Jaime Thompson, program director at People Against Trafficking Humans Coalition of Kentucky, called the effort a step forward, but said law enforcement needs to improve their tactics.

“We still do not value the victims or survivors in the way that law enforcement should approach it with a trauma-informed and sensitive approach. When you have these big raids and publicly posting pet names and pictures, it’s because some of them could be victims themselves. That’s why landlords are being involved in this because they are essential to breaking this cycle,” she said.

Thompson said victims are just going to be put elsewhere if there aren’t effective rehabilitation measures..

“What happens after the raid? There’s a reason we call it an underground labor industry because they bring huge revenues, and that is obviously the traffickers and buyers. It is a very complicated system to disrupt and it could just pop up elsewhere at another illicit business,” she said.

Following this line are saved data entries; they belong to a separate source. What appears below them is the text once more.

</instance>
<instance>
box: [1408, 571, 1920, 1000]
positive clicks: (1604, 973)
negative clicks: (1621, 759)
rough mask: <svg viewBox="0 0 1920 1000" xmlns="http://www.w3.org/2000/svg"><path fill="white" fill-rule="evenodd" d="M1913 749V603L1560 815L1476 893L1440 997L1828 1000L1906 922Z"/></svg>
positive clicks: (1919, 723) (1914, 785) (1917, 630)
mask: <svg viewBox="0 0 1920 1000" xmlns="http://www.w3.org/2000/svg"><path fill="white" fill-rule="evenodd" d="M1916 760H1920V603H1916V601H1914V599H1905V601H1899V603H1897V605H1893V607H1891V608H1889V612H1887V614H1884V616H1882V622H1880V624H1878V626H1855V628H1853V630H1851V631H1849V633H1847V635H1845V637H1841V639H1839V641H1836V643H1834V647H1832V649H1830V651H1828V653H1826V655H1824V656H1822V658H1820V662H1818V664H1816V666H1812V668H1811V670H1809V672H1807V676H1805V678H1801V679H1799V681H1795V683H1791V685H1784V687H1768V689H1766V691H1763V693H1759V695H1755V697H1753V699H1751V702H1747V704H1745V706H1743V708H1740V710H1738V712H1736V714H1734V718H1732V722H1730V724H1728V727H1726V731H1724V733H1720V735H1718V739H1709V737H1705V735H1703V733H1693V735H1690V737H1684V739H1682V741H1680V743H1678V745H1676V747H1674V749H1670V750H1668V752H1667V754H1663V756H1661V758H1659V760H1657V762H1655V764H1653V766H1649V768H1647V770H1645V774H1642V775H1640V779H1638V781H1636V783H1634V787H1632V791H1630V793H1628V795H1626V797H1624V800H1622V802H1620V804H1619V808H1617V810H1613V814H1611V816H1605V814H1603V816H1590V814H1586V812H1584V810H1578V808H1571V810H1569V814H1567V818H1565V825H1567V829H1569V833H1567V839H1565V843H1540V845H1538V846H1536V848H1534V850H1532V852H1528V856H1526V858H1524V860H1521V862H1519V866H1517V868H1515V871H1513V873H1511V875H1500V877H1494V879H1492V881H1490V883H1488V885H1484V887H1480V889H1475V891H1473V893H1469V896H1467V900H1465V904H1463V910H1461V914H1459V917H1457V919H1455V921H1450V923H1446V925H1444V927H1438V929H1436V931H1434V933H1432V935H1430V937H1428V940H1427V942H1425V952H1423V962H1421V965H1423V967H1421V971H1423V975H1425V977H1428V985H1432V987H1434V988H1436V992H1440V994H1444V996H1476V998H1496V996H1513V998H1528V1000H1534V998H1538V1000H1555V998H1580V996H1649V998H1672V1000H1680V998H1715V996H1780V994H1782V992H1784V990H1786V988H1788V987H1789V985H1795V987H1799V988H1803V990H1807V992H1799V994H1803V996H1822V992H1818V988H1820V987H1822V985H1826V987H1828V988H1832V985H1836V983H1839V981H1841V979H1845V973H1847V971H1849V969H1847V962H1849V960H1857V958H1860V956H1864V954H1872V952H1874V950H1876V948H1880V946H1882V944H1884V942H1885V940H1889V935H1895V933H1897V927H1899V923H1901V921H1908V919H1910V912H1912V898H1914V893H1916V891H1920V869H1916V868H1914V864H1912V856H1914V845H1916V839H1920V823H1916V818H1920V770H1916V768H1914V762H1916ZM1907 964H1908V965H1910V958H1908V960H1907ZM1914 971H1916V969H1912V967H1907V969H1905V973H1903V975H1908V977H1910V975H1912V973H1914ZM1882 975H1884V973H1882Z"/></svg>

According to a 2021 report on human trafficking by the state’s Cabinet for Health and Family Services, the state received 312 reports of alleged human trafficking involving 379 alleged child victims.

“This is a 50% increase in reports from the 2020 to 2021 reporting year, and almost 61% increase in the number of victims,” the report stated.

The attorney General’s office lists the following red flags to watch for illicit massage businesses which “may appear to be licensed spa services and conceal that their primary business is sex and labor trafficking.”

  • The permit or license held by the business is for an activity different from the actual business.
  • They have a mostly male clientele.
  • Business prices are below-market to incentivize larger tips to employees.
  • The location may have a guarded entrance.
  • Businesses may have cameras inside and outside and positioned to see entrants rather than for security purposes.
  • The business operates at unusual hours (late at night) compared to nearby businesses.
  • The business storefront is curtained or blocked by dark-tinted windows to obstruct the view inside.
  • The location is kept locked and is opened only when customers are at the door.
  • Employees may be transported to work as a group or may live at the location.

Kentucky has a state association of 15 Children’s Advocacy Centers. These centers help children who are victims of sexual abuse, physical abuse and human trafficking.

National Human Trafficking Hotline: 1-888-373-7888

Kentucky Cabinet for Health and Family Services Hotline: 1-877-KY-SAFE1 (597-2331)

To report suspected child abuse or neglect to the Family and Children’s Place: 1-800-752-6200 (Kentucky), or 1-800-800-5556 (Indiana).